Data-intensive methods and technologies hold great promise, but also have the potential to produce misleading results [25], violate rights and norms [35], perpetuate structural disparities [5], and inhibit accountability [22]. Accordingly, in recent years we have seen a burgeoning response in the form of methodology [40], methods critique [28, 29], pedagogy [43], principles [11], and projects [21] aimed at rehabilitating data-intensive technologies and methods to make them more ethical, responsible, equitable, and beneficial. Much of this discourse either explicitly or implicitly advocates for making data-intensive methods and related technologies more “human-centered” [36] by designing for “human values” [8], considering “human contexts” [42], and prioritizing “human flourishing”[39].
Human-centered perspectives offer powerful antidotes to beliefs and practices that naively assume the beneficence and superiority of technology or pursue technological advancement regardless of harms inflicted upon people in the process—a phenomenon that Broussard [9] has called “technochauvinism.” However, the HCI analyses (e.g., [3, 20, 26, 27]) have not thoroughly examined their own grounds of criticism. In this workshop, we deepen that critical view by turning a reflective lens on the HCI work itself that addresses data science.
Scholars have questioned the ability of anthropocentrism to adequately address the moral, political, environmental, and social challenges posed by sociotechnical systems. This includes perspectives of feminist and Indigenous epistemologists who focus on the web of relationships between humans and nonhuman entities rather than on the human as the preeminent location of attention. Such works break down simplistic ontologies of difference and explore how humans are constituted in relation to nonhumans (Haraway, 2016/1985), reminding us that “human life is embedded in a material world of great complexity, one on which we depend for our continued survival” [18, p. 5].

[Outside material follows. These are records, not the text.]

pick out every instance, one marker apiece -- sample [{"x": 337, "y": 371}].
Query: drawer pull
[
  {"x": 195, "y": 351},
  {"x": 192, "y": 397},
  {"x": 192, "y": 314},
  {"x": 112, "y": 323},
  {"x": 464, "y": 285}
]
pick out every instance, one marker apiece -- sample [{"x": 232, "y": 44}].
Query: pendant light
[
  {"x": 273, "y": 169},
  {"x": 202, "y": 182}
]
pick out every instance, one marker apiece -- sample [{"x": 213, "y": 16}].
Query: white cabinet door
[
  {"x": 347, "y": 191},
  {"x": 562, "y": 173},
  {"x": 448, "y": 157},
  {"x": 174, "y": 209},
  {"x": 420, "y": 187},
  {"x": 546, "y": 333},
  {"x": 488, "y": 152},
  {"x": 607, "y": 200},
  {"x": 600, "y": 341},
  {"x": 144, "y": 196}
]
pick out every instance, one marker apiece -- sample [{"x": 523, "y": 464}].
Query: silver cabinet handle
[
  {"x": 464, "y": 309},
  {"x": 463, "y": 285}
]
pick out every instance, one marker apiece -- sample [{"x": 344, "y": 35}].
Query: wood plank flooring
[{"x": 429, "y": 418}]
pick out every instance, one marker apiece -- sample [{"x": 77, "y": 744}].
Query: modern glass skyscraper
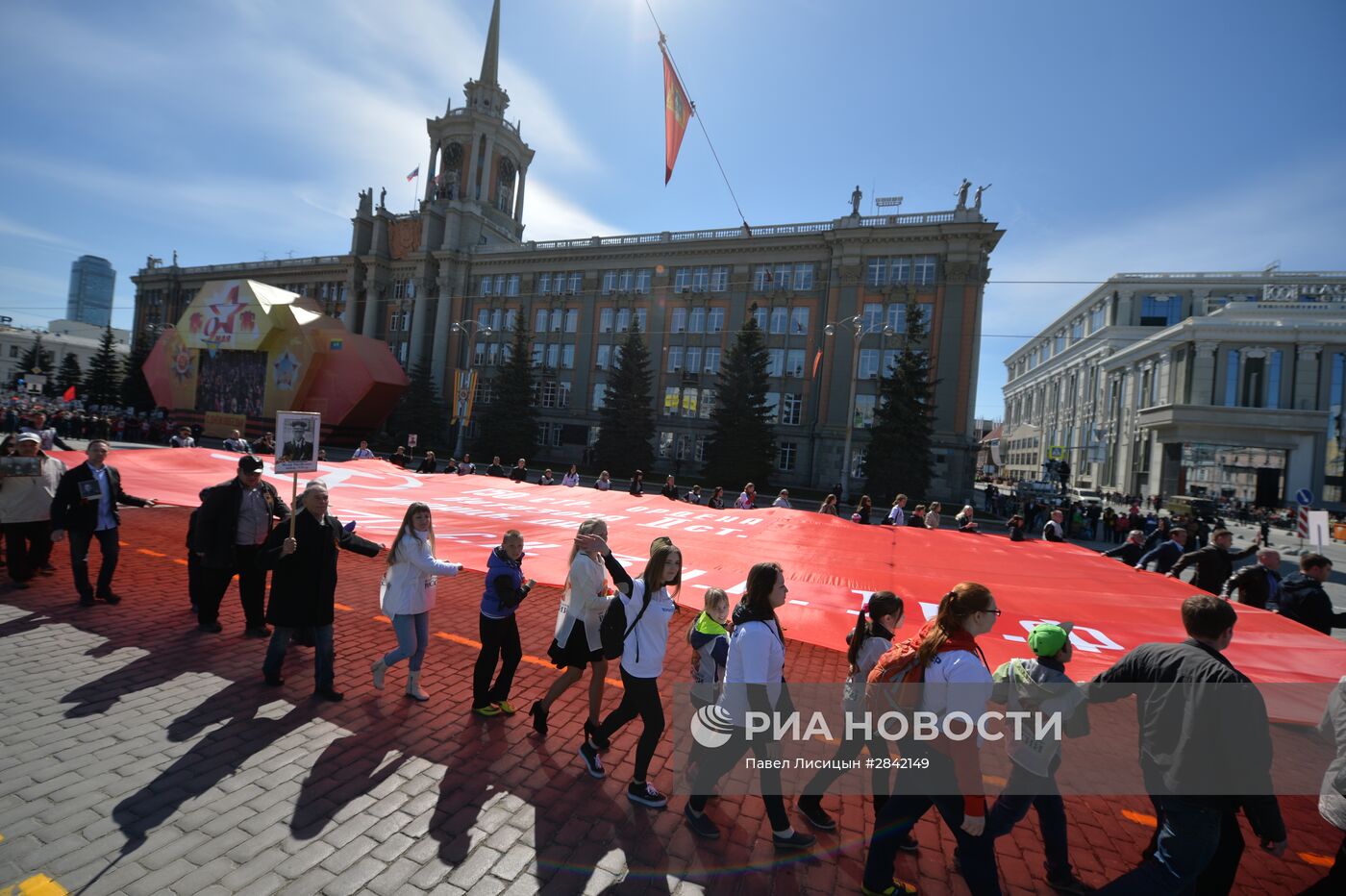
[{"x": 91, "y": 280}]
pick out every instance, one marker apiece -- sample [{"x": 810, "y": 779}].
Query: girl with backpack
[
  {"x": 407, "y": 595},
  {"x": 870, "y": 640},
  {"x": 952, "y": 673},
  {"x": 578, "y": 642},
  {"x": 754, "y": 678},
  {"x": 646, "y": 610}
]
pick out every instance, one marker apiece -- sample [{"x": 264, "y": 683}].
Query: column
[
  {"x": 373, "y": 302},
  {"x": 430, "y": 170},
  {"x": 1204, "y": 374},
  {"x": 1306, "y": 376},
  {"x": 518, "y": 199}
]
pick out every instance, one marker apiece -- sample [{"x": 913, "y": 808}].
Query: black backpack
[{"x": 614, "y": 630}]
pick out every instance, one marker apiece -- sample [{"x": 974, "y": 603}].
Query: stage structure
[{"x": 244, "y": 350}]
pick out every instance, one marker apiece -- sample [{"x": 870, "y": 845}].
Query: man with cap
[
  {"x": 26, "y": 510},
  {"x": 1040, "y": 684},
  {"x": 87, "y": 506},
  {"x": 232, "y": 524}
]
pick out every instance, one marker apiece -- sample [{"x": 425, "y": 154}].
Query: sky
[{"x": 1205, "y": 135}]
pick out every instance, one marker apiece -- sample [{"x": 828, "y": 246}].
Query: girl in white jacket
[
  {"x": 407, "y": 595},
  {"x": 578, "y": 642}
]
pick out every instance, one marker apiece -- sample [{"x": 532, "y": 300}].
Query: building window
[
  {"x": 720, "y": 279},
  {"x": 924, "y": 268},
  {"x": 877, "y": 272},
  {"x": 1159, "y": 311},
  {"x": 800, "y": 320}
]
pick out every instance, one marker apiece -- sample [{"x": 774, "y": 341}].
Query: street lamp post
[
  {"x": 857, "y": 324},
  {"x": 468, "y": 329}
]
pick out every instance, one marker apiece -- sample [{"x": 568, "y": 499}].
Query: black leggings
[
  {"x": 641, "y": 697},
  {"x": 500, "y": 643}
]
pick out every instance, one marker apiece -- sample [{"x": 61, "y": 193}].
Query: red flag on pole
[{"x": 677, "y": 110}]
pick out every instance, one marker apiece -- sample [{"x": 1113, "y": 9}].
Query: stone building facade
[
  {"x": 446, "y": 283},
  {"x": 1210, "y": 384}
]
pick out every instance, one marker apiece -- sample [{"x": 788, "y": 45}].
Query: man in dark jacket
[
  {"x": 1214, "y": 562},
  {"x": 1131, "y": 551},
  {"x": 1202, "y": 727},
  {"x": 303, "y": 588},
  {"x": 85, "y": 505},
  {"x": 232, "y": 524},
  {"x": 1166, "y": 553},
  {"x": 1303, "y": 599},
  {"x": 1258, "y": 585}
]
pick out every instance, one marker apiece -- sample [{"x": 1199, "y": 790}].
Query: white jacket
[
  {"x": 29, "y": 498},
  {"x": 585, "y": 599},
  {"x": 408, "y": 585}
]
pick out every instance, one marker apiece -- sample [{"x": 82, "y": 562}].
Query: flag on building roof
[{"x": 677, "y": 111}]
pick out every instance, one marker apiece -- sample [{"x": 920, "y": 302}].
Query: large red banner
[{"x": 831, "y": 564}]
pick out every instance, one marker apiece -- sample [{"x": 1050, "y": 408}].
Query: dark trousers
[
  {"x": 1026, "y": 790},
  {"x": 108, "y": 546},
  {"x": 500, "y": 646},
  {"x": 323, "y": 654},
  {"x": 29, "y": 548},
  {"x": 716, "y": 763},
  {"x": 639, "y": 697},
  {"x": 1187, "y": 839},
  {"x": 939, "y": 785},
  {"x": 252, "y": 588}
]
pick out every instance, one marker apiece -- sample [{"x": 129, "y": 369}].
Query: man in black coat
[
  {"x": 1214, "y": 562},
  {"x": 1303, "y": 599},
  {"x": 232, "y": 524},
  {"x": 85, "y": 506},
  {"x": 1256, "y": 585},
  {"x": 1202, "y": 731},
  {"x": 303, "y": 588}
]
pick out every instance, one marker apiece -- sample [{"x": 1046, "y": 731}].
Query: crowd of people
[{"x": 735, "y": 654}]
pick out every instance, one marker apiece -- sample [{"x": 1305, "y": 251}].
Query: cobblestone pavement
[{"x": 138, "y": 757}]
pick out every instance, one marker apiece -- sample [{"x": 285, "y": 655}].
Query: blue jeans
[
  {"x": 412, "y": 638},
  {"x": 976, "y": 855},
  {"x": 323, "y": 654},
  {"x": 108, "y": 546},
  {"x": 1026, "y": 790},
  {"x": 1184, "y": 842}
]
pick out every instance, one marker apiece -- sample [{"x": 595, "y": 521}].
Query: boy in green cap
[{"x": 1040, "y": 684}]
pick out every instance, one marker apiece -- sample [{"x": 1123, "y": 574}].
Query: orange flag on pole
[{"x": 677, "y": 110}]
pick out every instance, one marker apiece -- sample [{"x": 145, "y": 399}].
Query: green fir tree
[
  {"x": 626, "y": 418},
  {"x": 508, "y": 425},
  {"x": 899, "y": 458},
  {"x": 103, "y": 380},
  {"x": 742, "y": 447}
]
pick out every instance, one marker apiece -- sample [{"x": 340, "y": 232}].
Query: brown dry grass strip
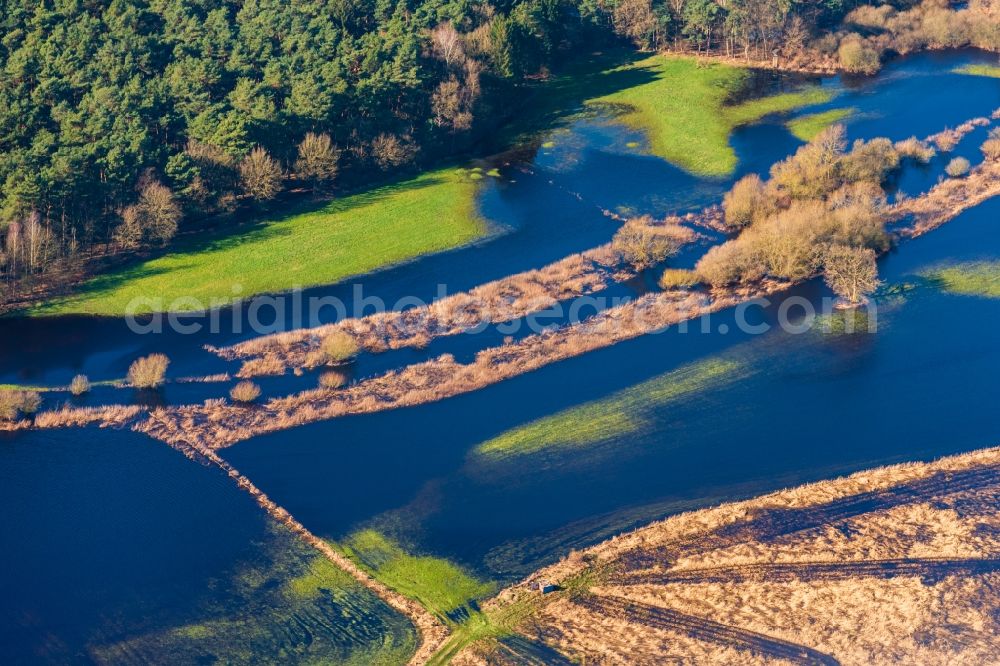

These observations seem particularly salient given recent revelations about the ecological impact of data-intensive methods and technologies [4, 10], as well as moral questions raised by the possibility of sentient artificial intelligence [41]. Lewis et al. [23] argue for a position on AI drawn from Indigenous ontologies that “take the world as the interconnected whole that it is” in order to “illuminate the full scale of relationships that sustain us, provide guidance on recognizing non-human beings and building relationships with them founded on respect and reciprocity.” And HCI researchers have begun exploring ways that decentering the human may open new avenues for equitable and sustainable technology design [6, 15, 38].
Such ideas point to multiple ways in which relational thinking may inform our approaches to interrogating data science. Sabina Leonelli [22] urges us to recognize data as “relational” and “fungible” objects that are “first and foremost, material artifacts” whose “physical characteristics, including their format and the medium through which they are conveyed, are as relevant to understanding their epistemic role as their social and conceptual functions” (for treatments of data as a medium of design, see [12, 13, 32–34]). Birhane and Cummins [7] call attention to the ways in which it is problematic to assume that technologies may ever be rendered beneficial to an undifferentiated set of all humans or achieve a common good, advocating instead for a “relational ethics” that prioritizes an algorithmic technology’s impact on the most vulnerable, marginalized, or disproportionately affected.
In this workshop, we invite explorations of these and other provocations salient to “human-centeredness” as it relates to data science. Previous events convened by the organizers of this workshop and other colleagues [3, 20, 26, 27] under the guise of human-centered data science have critically interrogated data science and generated practical approaches to mitigating the social and ethical challenges posed by the field. These discussions led to the writing and publication of the book, Human-Centered Data Science: An Introduction [2], forthcoming from MIT Press. We leverage the publication of that textbook as an occasion to probe and perturb conversations and practices around human-centered data science—including the conversations that led to the book. Whereas the aforementioned workshops were tasked with “interrogating data science,” here we turn our lens back on that interrogation itself, creating an opportunity for reflection that advances the field of human-centered data science in new directions.